Trump and Pakistan claim a peace deal is ready, but Iran says no
Imagine planning a massive joint wedding, sending out the invitations, booking the DJ, and then the groom politely mentions he has absolutely no idea who you are.
So, Donald Trump jumped on Truth Social to announce that a historic peace deal is getting signed. The Strait of Hormuz is opening, peace is coming, everything is great. Pakistani Prime Minister Shehbaz Sharif even tweeted a screenshot celebrating the upcoming electronic signing. Everyone is popping the non-alcoholic champagne.
Except there is one tiny, hilarious catch: Iran has absolutely no idea what they are talking about. Their foreign ministry basically shrugged and said they have no plans to travel, negotiate, or sign anything. They are apparently not even in the group chat.

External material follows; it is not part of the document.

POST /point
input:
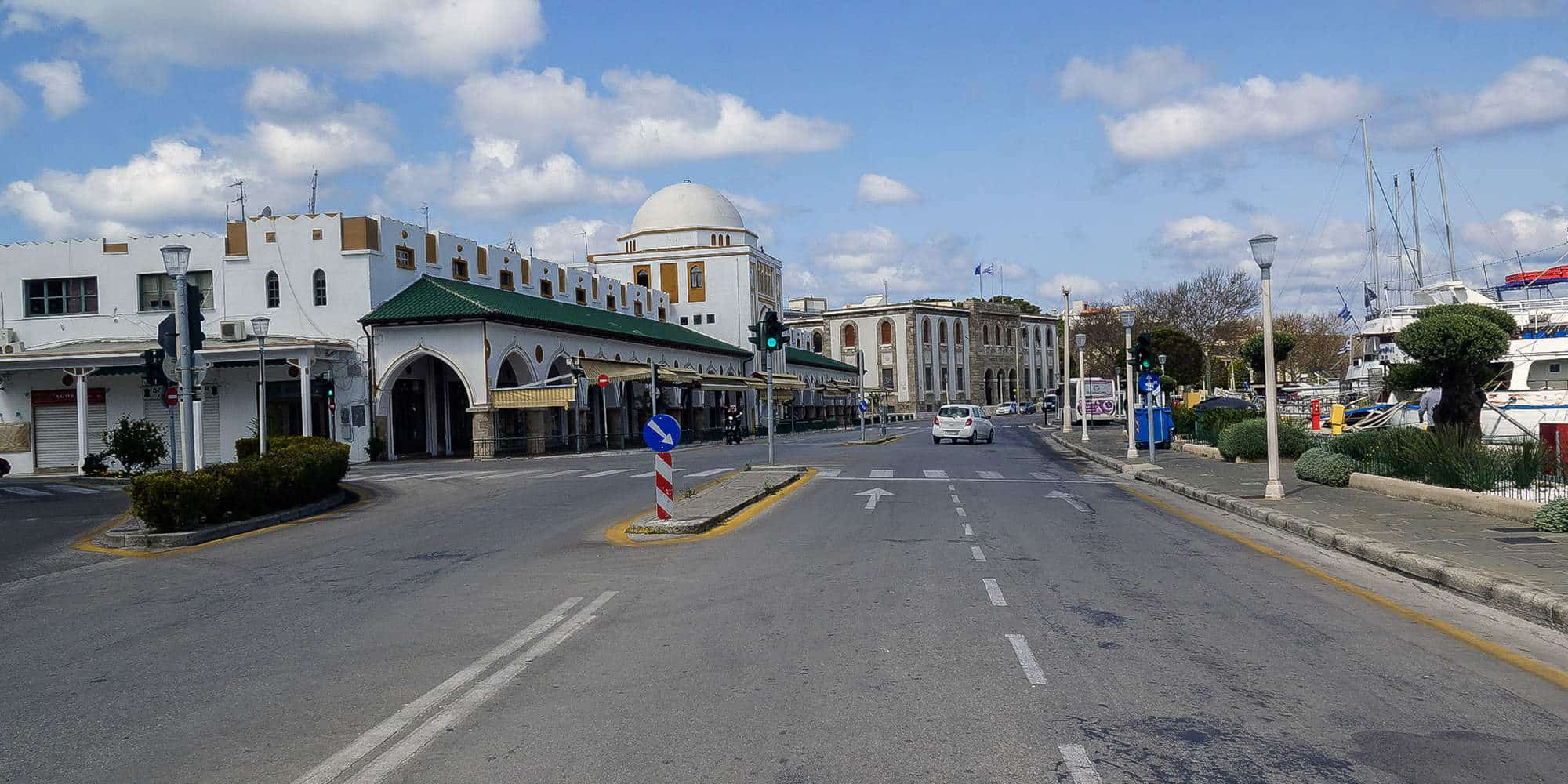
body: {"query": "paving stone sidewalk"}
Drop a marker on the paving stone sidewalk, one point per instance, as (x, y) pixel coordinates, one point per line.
(1508, 550)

The whole thing is being done virtually anyway. Why? Because Vice President JD Vance, who did the actual negotiating, has to get back to the US before Trump flies to France. Oh, and Sunday is also Trump's 80th birthday, and they have a UFC fight scheduled on the White House lawn. Naturally.
Trying to sign a peace treaty while the other side is ghosting is certainly a bold diplomatic strategy, especially when there are cage fighters waiting in the backyard.